TestOrderedWordCount is the canonical example: it submits a multi-stage
word-count DAG (tokenize → partition → sort → count) and asserts correct output.
Step 1 — Locate the Files
find ~/tez-src -name "MiniTezCluster.java" | head -5
find ~/tez-src -name "TestOrderedWordCount.java" | head -5
find ~/tez-src -name "MiniTezClusterWithTez.java" | head -5
Step 2 — Read MiniTezCluster.java
Open MiniTezCluster.java and answer:
| # | Question |
|---|---|
| 1 | What superclass does MiniTezCluster extend? What Hadoop class sets up the in-process YARN cluster? |
| 2 | Where is TezConfiguration created and how is it modified to use the in-process services? |
| 3 | What is the purpose of the serviceStart() method?
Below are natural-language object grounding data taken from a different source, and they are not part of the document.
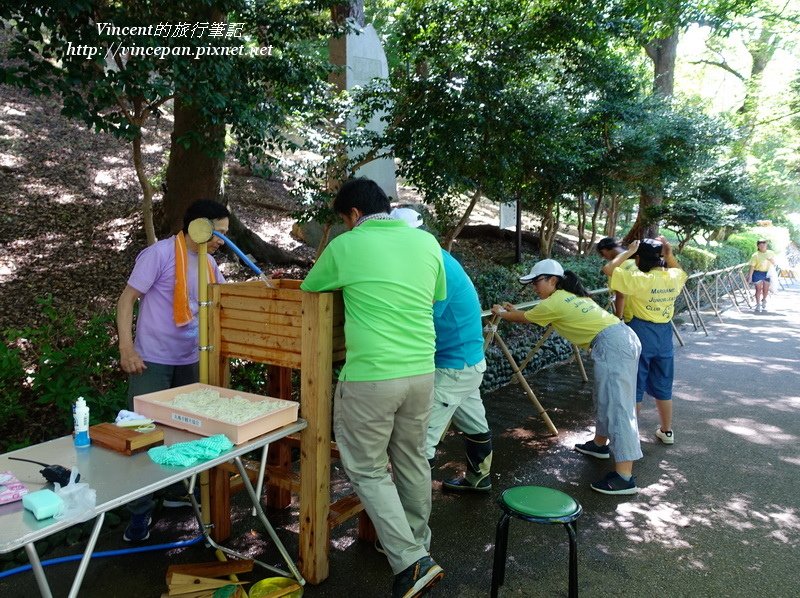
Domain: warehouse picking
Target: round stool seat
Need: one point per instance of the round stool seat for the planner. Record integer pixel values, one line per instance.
(540, 503)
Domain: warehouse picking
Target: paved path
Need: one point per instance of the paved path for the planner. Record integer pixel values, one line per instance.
(717, 514)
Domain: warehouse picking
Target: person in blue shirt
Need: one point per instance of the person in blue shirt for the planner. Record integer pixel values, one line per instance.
(460, 365)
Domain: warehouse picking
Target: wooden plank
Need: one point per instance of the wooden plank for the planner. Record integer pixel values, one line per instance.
(261, 339)
(261, 355)
(289, 283)
(212, 568)
(124, 440)
(286, 308)
(258, 290)
(220, 506)
(177, 580)
(216, 360)
(233, 318)
(316, 371)
(280, 455)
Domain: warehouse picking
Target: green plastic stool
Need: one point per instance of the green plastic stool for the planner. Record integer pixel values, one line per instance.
(539, 505)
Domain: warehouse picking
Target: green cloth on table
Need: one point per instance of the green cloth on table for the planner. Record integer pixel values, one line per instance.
(186, 454)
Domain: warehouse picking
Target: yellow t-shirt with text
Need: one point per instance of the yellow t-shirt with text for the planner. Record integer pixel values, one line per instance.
(651, 294)
(577, 319)
(761, 261)
(627, 310)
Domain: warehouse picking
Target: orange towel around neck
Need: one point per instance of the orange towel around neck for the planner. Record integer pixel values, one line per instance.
(181, 313)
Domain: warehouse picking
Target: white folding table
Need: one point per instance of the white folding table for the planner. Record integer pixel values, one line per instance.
(117, 479)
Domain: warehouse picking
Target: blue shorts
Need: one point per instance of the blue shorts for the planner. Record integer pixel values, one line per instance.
(657, 361)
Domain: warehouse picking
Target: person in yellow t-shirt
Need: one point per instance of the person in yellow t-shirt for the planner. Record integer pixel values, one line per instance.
(760, 263)
(651, 292)
(608, 248)
(615, 352)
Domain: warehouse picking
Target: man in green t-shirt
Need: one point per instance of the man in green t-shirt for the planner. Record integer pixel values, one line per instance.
(390, 275)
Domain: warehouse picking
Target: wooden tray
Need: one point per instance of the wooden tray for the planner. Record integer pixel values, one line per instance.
(124, 440)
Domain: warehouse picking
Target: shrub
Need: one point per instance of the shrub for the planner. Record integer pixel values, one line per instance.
(62, 360)
(12, 376)
(744, 242)
(696, 259)
(589, 269)
(500, 284)
(728, 255)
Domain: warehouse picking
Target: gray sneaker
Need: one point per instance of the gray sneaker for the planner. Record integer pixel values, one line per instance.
(593, 450)
(463, 485)
(417, 579)
(665, 437)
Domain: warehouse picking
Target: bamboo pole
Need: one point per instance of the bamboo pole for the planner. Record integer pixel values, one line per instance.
(525, 385)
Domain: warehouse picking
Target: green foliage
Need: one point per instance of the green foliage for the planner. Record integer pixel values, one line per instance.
(249, 376)
(745, 242)
(728, 255)
(65, 359)
(504, 100)
(12, 377)
(499, 284)
(588, 269)
(259, 76)
(777, 236)
(695, 259)
(708, 199)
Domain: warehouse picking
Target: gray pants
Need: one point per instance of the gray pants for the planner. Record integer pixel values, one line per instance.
(615, 352)
(381, 422)
(158, 376)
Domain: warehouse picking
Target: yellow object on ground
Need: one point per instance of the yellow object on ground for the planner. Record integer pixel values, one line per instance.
(271, 588)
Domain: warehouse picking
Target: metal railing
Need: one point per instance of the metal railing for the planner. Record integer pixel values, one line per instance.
(702, 290)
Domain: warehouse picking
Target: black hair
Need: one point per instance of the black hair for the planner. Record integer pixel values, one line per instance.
(606, 243)
(204, 208)
(649, 254)
(363, 194)
(572, 284)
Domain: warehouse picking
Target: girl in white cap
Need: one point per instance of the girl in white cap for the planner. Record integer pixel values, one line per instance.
(615, 352)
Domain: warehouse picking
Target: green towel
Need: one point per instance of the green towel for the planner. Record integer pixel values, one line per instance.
(186, 454)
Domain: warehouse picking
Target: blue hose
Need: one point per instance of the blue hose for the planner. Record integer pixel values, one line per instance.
(238, 252)
(121, 551)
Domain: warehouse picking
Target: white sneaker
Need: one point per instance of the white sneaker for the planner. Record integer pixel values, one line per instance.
(665, 437)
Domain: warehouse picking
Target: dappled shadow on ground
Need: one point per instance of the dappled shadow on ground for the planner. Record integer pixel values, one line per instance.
(70, 208)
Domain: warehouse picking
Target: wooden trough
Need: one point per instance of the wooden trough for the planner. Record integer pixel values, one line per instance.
(290, 330)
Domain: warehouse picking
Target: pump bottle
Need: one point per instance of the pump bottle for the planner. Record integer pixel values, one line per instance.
(80, 413)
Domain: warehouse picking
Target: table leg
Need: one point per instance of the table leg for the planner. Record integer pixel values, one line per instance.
(87, 556)
(257, 505)
(38, 571)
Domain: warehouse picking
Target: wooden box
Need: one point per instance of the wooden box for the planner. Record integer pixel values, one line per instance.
(254, 322)
(153, 405)
(124, 440)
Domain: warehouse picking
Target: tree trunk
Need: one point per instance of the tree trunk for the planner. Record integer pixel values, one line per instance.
(612, 216)
(447, 242)
(663, 52)
(547, 231)
(262, 252)
(195, 167)
(761, 51)
(583, 245)
(147, 190)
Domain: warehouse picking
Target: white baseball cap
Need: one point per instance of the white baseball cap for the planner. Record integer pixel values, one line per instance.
(411, 217)
(549, 267)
What does it start? |
| 4 | After serviceStop(), can you call serviceStart() again on the same instance? Why or why not? |
| 5 | Where does MiniTezCluster write its temporary data (HDFS files, YARN work dirs)? How would a test clean this up? |
Step 3 — Read TestOrderedWordCount.java
Work through the test lifecycle:
3a — @BeforeClass setUpClass()
| # | Question |
|---|---|
| 1 | How many NodeManagers does the test cluster start with? |
| 2 | After miniTezCluster.start(), what call copies the Tez auxiliary service config? |
| 3 | Where are test input files created — on HDFS or local FS? |
| 4 | Is a new TezClient created per test or per class? |
3b — @Test testOrderedWordCount()
| # | Question |
|---|---|
| 1 | Trace the method calls from TezClient.submitDAG() to when the test receives the final DAGStatus. |
| 2 | What does the assertion verify — DAG state, output correctness, or counter values? |
| 3 | If you wanted to assert on a specific counter (e.g. TaskCounter.INPUT_RECORDS_PROCESSED), where in the test would you add that assertion? |
3c — @AfterClass tearDownClass()
| # | Question |
|---|---|
| 1 | What is the order of shutdown calls? Does the TezClient stop before or after the cluster? |
| 2 | Does the test delete the HDFS working directory? Should it? |
Step 4 — Run the Test
cd ~/tez-src
mvn test -pl tez-tests -Dtest=TestOrderedWordCount -q 2>&1 | tail -20
Expected:
Tests run: 1, Failures: 0, Errors: 0, Skipped: 0
If you see Unable to find class: org.apache.tez.test.TestOrderedWordCount,
ensure mvn install -DskipTests completed successfully for all modules.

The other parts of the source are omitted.